Which SES? How to use SES?

At https://groups.google.com/forum/#!topic/google-caja-discuss/JVGCFZDqlC8 Mike Stay asks:

It looks as though nothing has happened on drses/ses since 2013, and
very little has happened on google/caja since 2014. Is SES only being
developed under https://github.com/Agoric/SES now?

It also looks as though the API for running SES has changed over the
last year or so. It used to be that I would build initSES.js, include
it (or the minified version) in a page, then invoke
cajaVM.compileExpr(untrustedSource)(virtualGlobal)
when I wanted the result of running an untrusted expression.

I don’t see initSES in the output of
npm run build

Is it still generated? If not, what’s the new incantation to evaluate
an expression in an SES environment?

Oops. Mike’s subject line was “Status of other sources of SES?”

It looks as though nothing has happened on drses/ses since 2013, and
very little has happened on google/caja since 2014. Is SES only being
developed under https://github.com/Agoric/SES now?

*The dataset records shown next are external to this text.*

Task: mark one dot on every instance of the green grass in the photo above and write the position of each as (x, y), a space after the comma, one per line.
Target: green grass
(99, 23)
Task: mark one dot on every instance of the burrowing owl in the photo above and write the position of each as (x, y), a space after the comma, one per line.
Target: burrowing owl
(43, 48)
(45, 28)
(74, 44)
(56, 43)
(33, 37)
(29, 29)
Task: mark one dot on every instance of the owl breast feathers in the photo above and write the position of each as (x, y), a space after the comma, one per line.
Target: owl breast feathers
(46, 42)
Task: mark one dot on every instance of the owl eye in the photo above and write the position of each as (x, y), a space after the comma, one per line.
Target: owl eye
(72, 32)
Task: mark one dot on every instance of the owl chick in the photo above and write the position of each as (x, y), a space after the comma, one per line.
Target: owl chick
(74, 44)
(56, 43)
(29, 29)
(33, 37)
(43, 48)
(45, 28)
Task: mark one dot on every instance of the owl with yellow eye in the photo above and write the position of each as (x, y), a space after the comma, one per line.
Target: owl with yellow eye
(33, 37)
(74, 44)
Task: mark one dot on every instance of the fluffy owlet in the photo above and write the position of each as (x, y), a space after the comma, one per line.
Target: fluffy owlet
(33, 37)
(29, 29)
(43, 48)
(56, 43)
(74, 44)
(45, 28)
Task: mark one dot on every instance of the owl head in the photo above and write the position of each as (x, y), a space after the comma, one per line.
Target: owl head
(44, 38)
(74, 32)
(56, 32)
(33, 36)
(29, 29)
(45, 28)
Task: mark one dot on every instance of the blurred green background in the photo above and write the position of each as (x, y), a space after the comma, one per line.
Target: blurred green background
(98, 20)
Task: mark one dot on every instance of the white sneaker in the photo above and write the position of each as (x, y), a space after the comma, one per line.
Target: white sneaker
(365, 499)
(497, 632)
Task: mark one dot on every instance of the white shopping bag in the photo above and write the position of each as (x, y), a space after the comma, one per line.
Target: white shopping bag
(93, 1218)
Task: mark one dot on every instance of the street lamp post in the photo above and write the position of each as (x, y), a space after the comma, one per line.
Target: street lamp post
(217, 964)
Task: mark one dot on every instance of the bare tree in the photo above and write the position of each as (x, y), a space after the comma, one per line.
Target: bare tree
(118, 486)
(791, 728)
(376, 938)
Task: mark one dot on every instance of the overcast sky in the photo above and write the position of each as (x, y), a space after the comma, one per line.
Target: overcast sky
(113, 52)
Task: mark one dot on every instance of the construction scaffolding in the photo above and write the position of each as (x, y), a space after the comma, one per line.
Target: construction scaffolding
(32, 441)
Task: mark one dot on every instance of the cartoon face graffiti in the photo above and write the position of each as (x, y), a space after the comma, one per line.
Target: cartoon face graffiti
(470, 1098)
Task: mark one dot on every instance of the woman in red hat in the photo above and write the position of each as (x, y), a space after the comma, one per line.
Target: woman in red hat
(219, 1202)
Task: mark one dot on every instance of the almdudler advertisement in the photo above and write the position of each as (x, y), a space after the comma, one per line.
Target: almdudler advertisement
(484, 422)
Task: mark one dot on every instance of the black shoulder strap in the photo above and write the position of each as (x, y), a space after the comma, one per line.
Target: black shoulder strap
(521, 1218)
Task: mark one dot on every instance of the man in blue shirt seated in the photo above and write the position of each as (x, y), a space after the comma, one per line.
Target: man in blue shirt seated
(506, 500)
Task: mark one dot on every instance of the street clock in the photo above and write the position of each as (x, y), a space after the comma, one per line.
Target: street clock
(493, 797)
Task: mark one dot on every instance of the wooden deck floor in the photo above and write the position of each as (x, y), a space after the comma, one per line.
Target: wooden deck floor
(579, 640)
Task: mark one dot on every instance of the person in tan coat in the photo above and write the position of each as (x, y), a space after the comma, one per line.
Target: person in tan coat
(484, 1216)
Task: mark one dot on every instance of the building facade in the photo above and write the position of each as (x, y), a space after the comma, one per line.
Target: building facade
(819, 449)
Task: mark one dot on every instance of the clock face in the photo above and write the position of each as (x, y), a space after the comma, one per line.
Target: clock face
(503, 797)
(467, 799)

Yes. Well, almost yes. Salesforce has a not-yet-publicly-visible repository that we’re participating in, with a single-realm implementation of SES, without a mechanism for creating new root realms. There are other differences too, but we are working together to reconcile them.

It also looks as though the API for running SES has changed over the
last year or so.

Yes, sorry, it has changed rather completely. It is a successor to the ideas but not an upgrade from original-SES. The new API is built on the Realms and Frozen Realms standards proposals. Nevertheless, since most of the old API was just the SES-constrained subset of JavaScript itself, I expect it will not be too painful to migrate old software.

It used to be that I would build initSES.js, include
it (or the minified version) in a page, then invoke
cajaVM.compileExpr(untrustedSource)(virtualGlobal)
when I wanted the result of running an untrusted expression.

Because of constraints from JS engine implementors, we decided against passing in an object to serve as the global. Rather, a global is created when creating a realm — both a root-realm and a compartment. However, the simpler-to-use evaluator from original-SES is essentially unchanged in SES:

SES.confine(src, endowments)

This creates a new global lexical scope, copies the endowments onto that, and then evaluates the src string in that environment. See

where I re-gave to friam the Realms Shim Security Review talk that I did (unrecorded) for tc39.

Like original-SES, SES also has lower level evaluators for more flexibility, but these make different distinctions than original-SES.

I don’t see initSES in the output of
npm run build

Is it still generated? If not, what’s the new incantation to evaluate
an expression in an SES environment?

See Brian’s answer at Using SES to protect Klipse

But please ask again if this isn’t clear. Thanks.